Addressing the prestigious 50th-anniversary gathering of the International Energy Agency last week, the Australian billionaire stressed the urgent need for authentic commitments from political leaders rather than relying on what he referred to as “greenwashing.”

“There’s a simple question from business leaders…when do we stop burning fossil fuels?” Forrest was quoted as saying by Reuters during his speech at the Paris conference.

He emphasized that the investment community requires transparent policies to facilitate the transition away from fossil fuels, with clear disincentives for activities that contribute harm and tangible incentives for those that promote environmental well-being.

With his speech, Forrest challenged the notion that continuing to burn fossil fuels while relying on carbon capture mechanisms represents a viable long-term solution.

Relevant: IEA Report Warns Oil & Gas Companies On Excessive Carbon Capture Reliance

The debate over carbon capture and storage (CCS) has gained prominence globally, with countries like the United States rolling out public subsidies to support CCS projects as part of their green energy initiatives.

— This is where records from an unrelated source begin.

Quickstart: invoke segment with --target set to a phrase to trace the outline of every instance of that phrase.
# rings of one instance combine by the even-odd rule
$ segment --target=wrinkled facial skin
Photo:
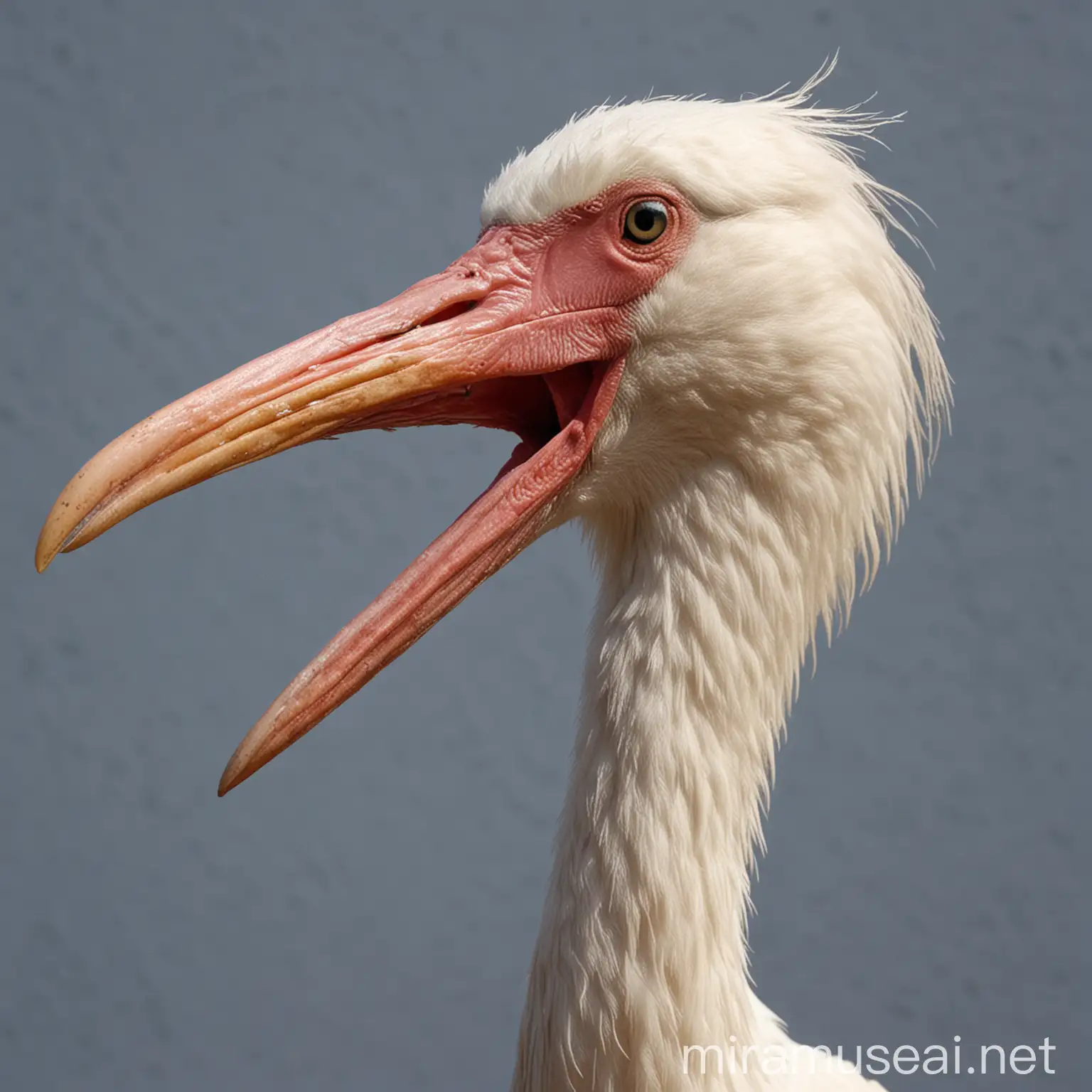
[[[662,234],[628,237],[627,214],[649,200],[663,211]],[[697,224],[672,187],[634,179],[539,223],[487,227],[442,273],[244,365],[108,444],[47,518],[39,571],[156,500],[310,440],[435,424],[520,437],[494,484],[254,725],[225,770],[227,792],[566,518],[559,500],[610,412],[636,308]]]

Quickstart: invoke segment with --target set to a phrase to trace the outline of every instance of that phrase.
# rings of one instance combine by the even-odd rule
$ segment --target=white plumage
[[[559,515],[586,527],[603,584],[514,1092],[865,1083],[822,1059],[681,1065],[687,1044],[787,1043],[745,941],[774,749],[817,620],[847,612],[858,558],[871,579],[949,405],[888,235],[900,199],[843,143],[883,119],[809,108],[814,85],[594,110],[485,195],[485,225],[525,222],[652,177],[703,216],[642,304]]]
[[[582,522],[602,590],[513,1092],[864,1083],[782,1059],[748,980],[749,874],[817,625],[847,614],[858,563],[873,578],[950,392],[889,237],[901,199],[846,144],[886,119],[809,107],[823,74],[780,98],[574,119],[489,187],[462,258],[138,424],[38,541],[40,570],[155,500],[340,431],[520,436],[221,780],[310,731],[549,526]],[[689,1068],[688,1046],[720,1047],[724,1071]]]

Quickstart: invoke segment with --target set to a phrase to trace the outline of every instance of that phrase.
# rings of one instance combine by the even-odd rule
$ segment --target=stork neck
[[[746,913],[810,639],[792,551],[715,470],[593,537],[604,581],[515,1092],[689,1089],[685,1046],[756,1043],[769,1022]]]

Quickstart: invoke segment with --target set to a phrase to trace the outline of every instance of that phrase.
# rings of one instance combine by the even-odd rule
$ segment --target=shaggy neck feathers
[[[592,535],[604,580],[513,1092],[689,1089],[684,1046],[775,1033],[747,980],[748,877],[816,590],[727,465]]]

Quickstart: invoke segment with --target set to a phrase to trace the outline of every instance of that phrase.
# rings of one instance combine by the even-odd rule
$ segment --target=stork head
[[[443,272],[166,406],[69,483],[39,571],[163,497],[309,440],[428,424],[519,438],[254,725],[222,794],[566,520],[648,510],[714,465],[790,498],[786,519],[797,505],[835,520],[851,555],[890,530],[907,444],[927,443],[947,375],[888,238],[892,194],[841,142],[879,119],[808,108],[810,86],[573,120],[505,168],[477,241]]]

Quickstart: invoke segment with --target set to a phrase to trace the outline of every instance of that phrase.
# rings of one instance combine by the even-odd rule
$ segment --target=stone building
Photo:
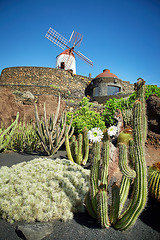
[[[92,100],[104,103],[111,97],[119,98],[134,91],[134,85],[122,81],[109,69],[104,69],[86,88],[86,95]]]

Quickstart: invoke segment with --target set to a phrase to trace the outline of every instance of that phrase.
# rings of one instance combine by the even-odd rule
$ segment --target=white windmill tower
[[[76,61],[74,53],[76,53],[78,57],[87,62],[90,66],[93,66],[93,62],[90,59],[85,57],[79,51],[76,52],[74,50],[74,48],[76,46],[79,47],[82,42],[83,36],[80,33],[73,31],[70,39],[67,40],[61,34],[50,27],[45,37],[63,50],[67,48],[56,57],[56,68],[65,70],[71,69],[73,73],[76,74]],[[68,43],[71,43],[72,47],[69,47]]]

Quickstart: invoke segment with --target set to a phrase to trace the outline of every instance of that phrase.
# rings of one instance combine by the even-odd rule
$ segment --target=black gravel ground
[[[53,158],[64,158],[65,151],[59,151]],[[37,154],[0,153],[0,167],[12,166],[22,161],[42,157]],[[16,233],[18,223],[10,224],[0,219],[0,240],[25,239]],[[102,229],[96,220],[87,213],[77,213],[73,220],[66,223],[55,221],[53,232],[44,240],[160,240],[160,204],[149,199],[148,204],[135,225],[126,231],[110,227]],[[37,240],[34,238],[34,240]]]

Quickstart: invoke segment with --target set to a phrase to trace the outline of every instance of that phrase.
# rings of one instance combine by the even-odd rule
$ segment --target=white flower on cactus
[[[88,139],[93,142],[100,142],[101,139],[103,138],[103,132],[101,131],[100,128],[92,128],[91,130],[88,131],[87,133]]]
[[[111,127],[108,128],[108,135],[109,136],[114,136],[114,135],[117,134],[117,131],[118,131],[118,129],[117,129],[116,126],[111,126]]]

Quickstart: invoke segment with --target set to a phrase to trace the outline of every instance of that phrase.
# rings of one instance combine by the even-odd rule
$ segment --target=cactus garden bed
[[[152,155],[152,161],[158,159],[158,150],[152,146],[147,148],[148,156]],[[58,151],[52,158],[64,158],[66,156],[65,151]],[[30,161],[32,159],[39,158],[38,155],[28,155],[20,153],[1,153],[0,154],[0,167],[11,167],[14,164],[18,164],[23,161]],[[147,159],[148,165],[149,158]],[[112,179],[114,181],[114,178]],[[155,201],[149,199],[146,208],[136,221],[135,225],[126,231],[117,231],[114,228],[102,229],[97,220],[94,220],[85,211],[84,213],[75,213],[73,219],[63,222],[61,220],[52,221],[52,233],[44,237],[44,240],[81,240],[81,239],[160,239],[160,205]],[[36,229],[35,224],[32,223],[32,227]],[[47,223],[45,223],[47,226]],[[0,219],[0,239],[18,240],[25,239],[24,234],[21,231],[16,231],[17,226],[26,226],[24,222],[14,222],[10,224],[4,219]],[[38,228],[39,229],[39,228]],[[36,230],[35,230],[36,232]],[[32,232],[31,235],[36,234]],[[35,236],[35,235],[34,235]],[[31,239],[31,238],[30,238]],[[38,238],[37,238],[38,239]]]

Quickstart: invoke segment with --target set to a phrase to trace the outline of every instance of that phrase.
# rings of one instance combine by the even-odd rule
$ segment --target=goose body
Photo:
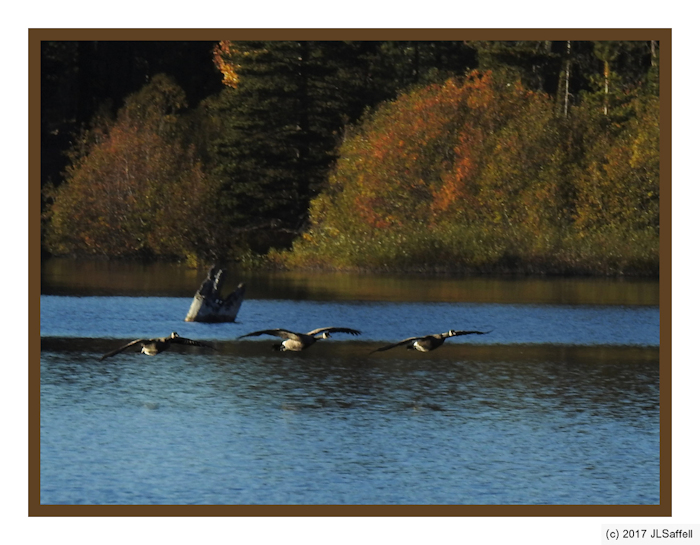
[[[409,350],[430,352],[431,350],[440,348],[448,337],[458,337],[459,335],[486,335],[487,333],[490,333],[490,331],[455,331],[454,329],[450,329],[447,333],[436,333],[434,335],[424,335],[423,337],[409,337],[403,341],[372,350],[370,354],[374,352],[383,352],[384,350],[389,350],[404,344]]]
[[[116,356],[120,352],[123,352],[127,348],[130,348],[136,344],[141,344],[141,353],[146,354],[147,356],[155,356],[156,354],[160,354],[161,352],[164,352],[165,350],[170,348],[171,344],[203,346],[205,348],[211,348],[212,350],[216,350],[213,346],[209,346],[208,344],[204,344],[199,341],[193,341],[192,339],[186,339],[185,337],[180,337],[180,335],[173,331],[169,337],[161,337],[159,339],[136,339],[134,341],[131,341],[130,343],[127,343],[124,346],[121,346],[116,350],[112,350],[111,352],[105,354],[100,358],[100,361],[106,358],[110,358],[112,356]]]
[[[289,331],[288,329],[263,329],[262,331],[254,331],[253,333],[241,335],[238,338],[242,339],[244,337],[257,337],[259,335],[273,335],[284,339],[280,344],[274,345],[276,350],[300,352],[301,350],[304,350],[314,344],[319,339],[330,338],[331,333],[348,333],[350,335],[359,335],[361,331],[358,331],[357,329],[350,329],[348,327],[320,327],[318,329],[314,329],[313,331],[309,331],[308,333],[296,333],[294,331]]]

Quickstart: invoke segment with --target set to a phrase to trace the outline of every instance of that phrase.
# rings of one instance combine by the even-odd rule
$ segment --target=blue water
[[[482,329],[493,331],[448,342],[659,346],[659,309],[653,306],[253,299],[245,301],[236,323],[200,324],[183,321],[191,301],[45,295],[41,297],[41,335],[133,339],[177,331],[198,339],[233,340],[272,327],[307,332],[343,326],[361,330],[365,341],[391,342],[450,329]]]
[[[657,306],[190,301],[41,297],[42,504],[659,503]],[[493,331],[369,356],[453,328]],[[218,350],[97,361],[170,331]]]

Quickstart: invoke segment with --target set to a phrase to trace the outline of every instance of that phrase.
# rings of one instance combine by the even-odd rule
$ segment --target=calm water
[[[658,283],[44,264],[43,504],[657,504]],[[250,331],[362,330],[302,353]],[[401,338],[493,328],[429,354]],[[97,358],[170,331],[213,343]]]

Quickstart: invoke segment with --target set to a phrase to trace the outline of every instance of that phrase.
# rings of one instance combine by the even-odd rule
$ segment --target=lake
[[[41,503],[659,503],[659,285],[42,263]],[[343,326],[301,353],[259,329]],[[430,353],[403,338],[450,329]],[[171,331],[216,351],[123,352]]]

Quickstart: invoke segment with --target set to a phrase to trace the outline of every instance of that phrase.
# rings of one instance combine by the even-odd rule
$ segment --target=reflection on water
[[[245,273],[237,323],[185,323],[203,276],[43,265],[42,503],[659,503],[657,282]],[[236,340],[327,325],[363,335]],[[170,331],[217,352],[97,361]]]
[[[654,351],[353,346],[45,352],[42,503],[658,503]]]

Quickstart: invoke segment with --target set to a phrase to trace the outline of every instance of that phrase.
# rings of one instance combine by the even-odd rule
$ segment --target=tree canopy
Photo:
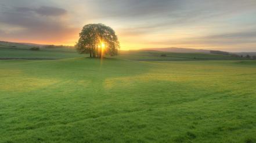
[[[85,25],[77,43],[80,54],[89,54],[90,57],[101,58],[104,55],[116,55],[120,48],[114,31],[103,24]]]

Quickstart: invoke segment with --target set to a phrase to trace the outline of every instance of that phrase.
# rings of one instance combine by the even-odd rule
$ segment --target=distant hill
[[[210,53],[210,50],[203,49],[194,49],[194,48],[142,48],[140,50],[143,51],[158,51],[163,52],[203,52]]]
[[[250,56],[256,55],[256,52],[234,52],[234,54],[239,55],[243,55],[243,56],[246,56],[247,55],[248,55]]]
[[[26,44],[0,41],[0,47],[1,48],[30,48],[33,46],[28,45]]]
[[[17,43],[21,44],[28,45],[31,46],[37,46],[37,47],[45,47],[46,46],[49,46],[48,44],[35,44],[35,43]]]

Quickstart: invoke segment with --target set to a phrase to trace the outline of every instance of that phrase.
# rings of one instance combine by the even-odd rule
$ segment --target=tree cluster
[[[120,48],[114,31],[102,24],[85,25],[75,47],[80,54],[89,54],[90,57],[101,58],[104,55],[116,55]]]

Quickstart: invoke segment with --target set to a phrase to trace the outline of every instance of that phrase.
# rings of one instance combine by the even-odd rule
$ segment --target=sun
[[[105,48],[105,47],[106,47],[105,44],[104,43],[101,43],[101,47],[102,47],[102,48],[103,49],[103,48]]]

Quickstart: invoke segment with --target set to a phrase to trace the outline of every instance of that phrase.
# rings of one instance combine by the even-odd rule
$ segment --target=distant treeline
[[[256,59],[256,55],[250,56],[249,55],[246,55],[246,56],[243,56],[243,55],[239,55],[233,53],[229,53],[228,52],[215,51],[215,50],[211,50],[210,51],[210,52],[211,54],[218,54],[218,55],[230,55],[235,57],[245,58],[250,59]]]
[[[224,52],[221,51],[215,51],[215,50],[211,50],[210,51],[210,52],[211,54],[218,54],[218,55],[229,55],[229,52]]]
[[[46,48],[74,48],[74,46],[64,45],[47,45],[44,46]]]

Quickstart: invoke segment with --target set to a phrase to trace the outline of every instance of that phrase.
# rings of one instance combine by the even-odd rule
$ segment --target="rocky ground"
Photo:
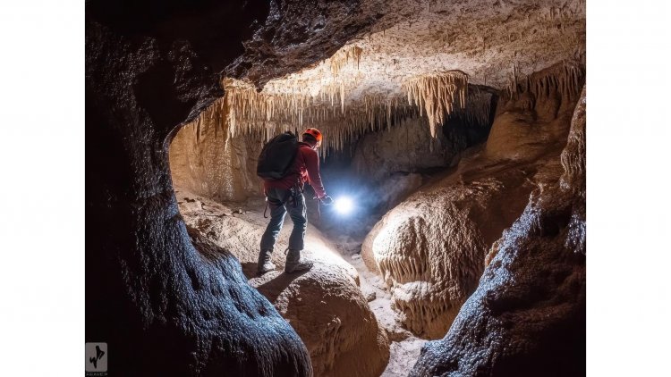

However, Forrest cast doubt on the effectiveness of CCS, questioning the reliability of storing captured carbon dioxide (CO2) underground.

“It has only failed for 75 years… It’s a complete falsehood,” he said, slamming carbon capture technology as an ineffective approach and urging policymakers to avoid endorsing it.

Fortescue’s recent announcement of a groundbreaking project to produce green steel on a commercial scale underscores the group’s commitment to innovative, sustainable practices in heavy industry.

Iron and steel production, which accounts for a significant portion of global emissions, has become a focal point in the quest for greener manufacturing processes.

This initiative reflects growing international pressure to decarbonize industrial sectors and align with ambitious climate targets.